Comparing the locations of photos posted on the Internet with social network contacts, Cornell University computer scientists have found that as few as three "co-locations" for images at different times and places could predict with high probability that two people posting photos were socially connected.
The results have implications for online privacy, the researchers said, but also suggest a quantitative answer to a very old psychological question: What can we conclude from observing coincidences?
"This is a kind of question that goes way back," said Jon Kleinberg, Cornell professor of computer science, who conducted the study with Dan Huttenlocher, dean of the Faculty of Computing and Information Science, and colleagues. "Online data gives us new ways to address it," he said.
"Inferring Social Ties from Geographic Coincidences," is reported online in the Proceedings of the National Academy of Sciences (Dec. 8, 2010). David Crandall, a former Cornell student and postdoctoral researcher now at Indiana University, is the lead author on the study.
The researchers used a database of some 38 million photos uploaded to the Flickr photo-sharing website by about a half million people. The time and place where photos were taken was provided by GPS-equipped cameras or by people who used Flickr's online-interface to indicate the location on a map. Anyone can read this information from a Flickr page.
Flickr also offers a social networking service, and computer analysis showed that when two people posted photos several times from the same locations (often famous landmarks) and at about the same times, this was a good predictor that those people would have a social network link.
"It's not that you know with certainty, but it's a high likelihood that these people know each other," Huttenlocher said. As expected, the probability increases as the analysis moves to smaller areas and shorter time spans.
Flickr is just a convenient place to study the phenomenon, the researchers said. The same conclusions might be drawn from credit card purchases, fare card transactions on the bus and subway, and cell phone records, they suggested.
"It's surprising and not in a reassuring way that so much information comes from so little," Kleinberg said. "You go through life and leave all sorts of records. You're conveying information you deliberately wrote but also conveying broader information. Our research is trying to provide a way of quantifying these risks."
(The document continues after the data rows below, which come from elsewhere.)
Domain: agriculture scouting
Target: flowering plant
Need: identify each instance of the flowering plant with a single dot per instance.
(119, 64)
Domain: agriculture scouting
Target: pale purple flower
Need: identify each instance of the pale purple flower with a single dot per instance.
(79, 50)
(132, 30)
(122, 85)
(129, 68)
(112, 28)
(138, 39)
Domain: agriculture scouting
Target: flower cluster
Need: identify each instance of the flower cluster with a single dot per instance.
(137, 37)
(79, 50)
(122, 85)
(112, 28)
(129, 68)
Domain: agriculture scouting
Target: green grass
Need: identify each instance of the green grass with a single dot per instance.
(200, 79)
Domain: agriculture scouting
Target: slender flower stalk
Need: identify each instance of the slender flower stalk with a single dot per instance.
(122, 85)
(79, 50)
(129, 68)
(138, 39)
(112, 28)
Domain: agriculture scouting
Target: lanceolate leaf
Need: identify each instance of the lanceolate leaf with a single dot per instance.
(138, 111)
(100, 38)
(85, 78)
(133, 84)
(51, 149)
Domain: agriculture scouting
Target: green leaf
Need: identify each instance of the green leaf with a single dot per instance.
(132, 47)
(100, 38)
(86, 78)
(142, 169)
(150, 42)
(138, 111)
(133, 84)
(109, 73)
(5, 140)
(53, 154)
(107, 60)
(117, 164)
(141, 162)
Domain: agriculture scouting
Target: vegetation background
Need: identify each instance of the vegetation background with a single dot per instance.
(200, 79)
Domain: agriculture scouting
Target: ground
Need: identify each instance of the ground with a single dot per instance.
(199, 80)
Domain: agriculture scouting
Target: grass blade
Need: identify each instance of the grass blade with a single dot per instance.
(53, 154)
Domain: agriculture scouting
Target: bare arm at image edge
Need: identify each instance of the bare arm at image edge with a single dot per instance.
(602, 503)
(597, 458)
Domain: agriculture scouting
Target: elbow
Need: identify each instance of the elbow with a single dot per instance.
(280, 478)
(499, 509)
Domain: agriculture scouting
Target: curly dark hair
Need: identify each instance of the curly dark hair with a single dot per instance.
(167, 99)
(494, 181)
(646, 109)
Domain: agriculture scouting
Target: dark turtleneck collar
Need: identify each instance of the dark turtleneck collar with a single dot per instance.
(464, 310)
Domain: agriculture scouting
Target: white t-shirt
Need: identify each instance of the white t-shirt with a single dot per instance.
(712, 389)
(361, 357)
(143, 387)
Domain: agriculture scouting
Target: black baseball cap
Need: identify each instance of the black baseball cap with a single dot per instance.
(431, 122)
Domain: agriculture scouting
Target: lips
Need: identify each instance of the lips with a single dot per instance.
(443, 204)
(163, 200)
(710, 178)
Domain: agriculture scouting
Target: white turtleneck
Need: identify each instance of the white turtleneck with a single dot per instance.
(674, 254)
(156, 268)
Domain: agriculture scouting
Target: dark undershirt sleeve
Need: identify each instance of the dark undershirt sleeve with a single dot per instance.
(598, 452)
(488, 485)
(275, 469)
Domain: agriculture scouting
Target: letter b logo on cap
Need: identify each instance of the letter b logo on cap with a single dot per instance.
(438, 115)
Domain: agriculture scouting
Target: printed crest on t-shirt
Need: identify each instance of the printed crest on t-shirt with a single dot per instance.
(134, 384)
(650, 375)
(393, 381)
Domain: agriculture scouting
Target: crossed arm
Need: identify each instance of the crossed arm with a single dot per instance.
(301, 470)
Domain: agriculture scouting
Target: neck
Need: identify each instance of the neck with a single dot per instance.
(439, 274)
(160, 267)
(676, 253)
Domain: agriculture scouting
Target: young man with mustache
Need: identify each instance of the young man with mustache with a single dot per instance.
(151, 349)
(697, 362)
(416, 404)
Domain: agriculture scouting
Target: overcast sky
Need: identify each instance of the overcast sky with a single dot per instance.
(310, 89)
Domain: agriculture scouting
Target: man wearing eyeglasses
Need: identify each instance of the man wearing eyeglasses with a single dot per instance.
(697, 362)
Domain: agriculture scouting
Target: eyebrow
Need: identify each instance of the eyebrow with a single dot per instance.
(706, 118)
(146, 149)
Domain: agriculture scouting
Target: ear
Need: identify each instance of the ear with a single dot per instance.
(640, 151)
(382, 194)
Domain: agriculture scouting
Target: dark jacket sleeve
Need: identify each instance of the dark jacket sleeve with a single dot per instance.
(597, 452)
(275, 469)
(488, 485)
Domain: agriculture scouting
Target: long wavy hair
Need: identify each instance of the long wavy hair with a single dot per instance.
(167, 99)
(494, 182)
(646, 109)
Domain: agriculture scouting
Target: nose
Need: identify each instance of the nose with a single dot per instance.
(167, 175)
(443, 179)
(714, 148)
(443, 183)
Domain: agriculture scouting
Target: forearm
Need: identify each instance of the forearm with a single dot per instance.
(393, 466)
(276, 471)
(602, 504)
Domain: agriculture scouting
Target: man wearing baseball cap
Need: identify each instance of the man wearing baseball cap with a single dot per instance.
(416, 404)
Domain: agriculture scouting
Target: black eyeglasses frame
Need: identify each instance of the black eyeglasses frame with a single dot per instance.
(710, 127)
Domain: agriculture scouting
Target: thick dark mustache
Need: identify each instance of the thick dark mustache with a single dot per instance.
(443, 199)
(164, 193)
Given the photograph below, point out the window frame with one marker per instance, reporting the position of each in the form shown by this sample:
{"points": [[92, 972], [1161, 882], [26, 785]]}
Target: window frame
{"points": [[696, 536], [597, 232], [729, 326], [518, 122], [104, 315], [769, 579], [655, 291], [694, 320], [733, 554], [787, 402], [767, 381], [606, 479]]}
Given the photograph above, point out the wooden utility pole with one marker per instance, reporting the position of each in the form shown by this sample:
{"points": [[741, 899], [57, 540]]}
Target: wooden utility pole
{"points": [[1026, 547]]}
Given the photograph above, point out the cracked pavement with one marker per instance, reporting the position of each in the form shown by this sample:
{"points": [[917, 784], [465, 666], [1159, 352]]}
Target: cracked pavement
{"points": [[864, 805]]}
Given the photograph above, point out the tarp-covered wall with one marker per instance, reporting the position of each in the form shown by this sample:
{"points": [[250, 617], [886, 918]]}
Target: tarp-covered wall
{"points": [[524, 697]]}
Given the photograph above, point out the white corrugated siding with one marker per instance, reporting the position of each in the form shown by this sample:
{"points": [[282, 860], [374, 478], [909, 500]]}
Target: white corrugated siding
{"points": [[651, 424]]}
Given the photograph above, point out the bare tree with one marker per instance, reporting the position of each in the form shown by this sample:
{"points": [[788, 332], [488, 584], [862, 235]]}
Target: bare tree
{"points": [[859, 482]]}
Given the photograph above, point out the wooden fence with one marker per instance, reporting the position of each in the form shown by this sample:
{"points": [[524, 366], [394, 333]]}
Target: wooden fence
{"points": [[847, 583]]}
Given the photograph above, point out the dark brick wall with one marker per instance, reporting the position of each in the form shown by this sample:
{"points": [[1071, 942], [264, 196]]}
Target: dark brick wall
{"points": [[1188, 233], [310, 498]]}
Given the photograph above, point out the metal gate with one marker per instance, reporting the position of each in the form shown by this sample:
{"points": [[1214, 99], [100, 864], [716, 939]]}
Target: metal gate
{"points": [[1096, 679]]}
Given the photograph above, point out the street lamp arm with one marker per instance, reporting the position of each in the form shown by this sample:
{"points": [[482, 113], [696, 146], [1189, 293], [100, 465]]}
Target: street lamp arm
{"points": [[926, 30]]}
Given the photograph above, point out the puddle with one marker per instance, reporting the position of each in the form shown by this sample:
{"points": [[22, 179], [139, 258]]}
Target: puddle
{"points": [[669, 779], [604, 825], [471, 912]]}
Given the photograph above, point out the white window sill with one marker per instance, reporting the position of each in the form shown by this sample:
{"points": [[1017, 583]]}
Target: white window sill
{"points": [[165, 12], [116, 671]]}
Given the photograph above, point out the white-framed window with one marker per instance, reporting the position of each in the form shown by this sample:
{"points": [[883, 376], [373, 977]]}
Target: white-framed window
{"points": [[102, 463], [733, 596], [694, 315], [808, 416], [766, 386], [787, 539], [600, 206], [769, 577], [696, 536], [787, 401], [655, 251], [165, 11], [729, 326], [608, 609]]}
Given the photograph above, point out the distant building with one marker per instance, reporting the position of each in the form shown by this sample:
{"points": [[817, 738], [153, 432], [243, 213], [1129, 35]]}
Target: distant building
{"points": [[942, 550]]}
"While it's obvious that a photo you post online reveals information about what is pictured in the photo, what is less obvious is that as you post multiple photos you are probably revealing information which may not be pictured anywhere," Huttenlocher added.
One way to mitigate privacy risks, Kleinberg suggested, would be to "blur" time and space information in permanent records, making it less precise. This research might offer hints on how much blurring is needed, he said.
The researchers recognized that the photo-sharing process might introduce some bias into their results. For example, people might seek out social contacts with others who had photographed the same site. To control for this they compared photos posted after a certain date only with social links established before that date. They also controlled for the possibility that friends might upload the same photos, and for the fact that people with many social contacts on Flickr might be more likely to geotag their photos.
"I think we've all wondered about questions like this, and there's an opportunity now to start making them precise," Kleinberg concluded. "This paper is trying to begin that line of questioning."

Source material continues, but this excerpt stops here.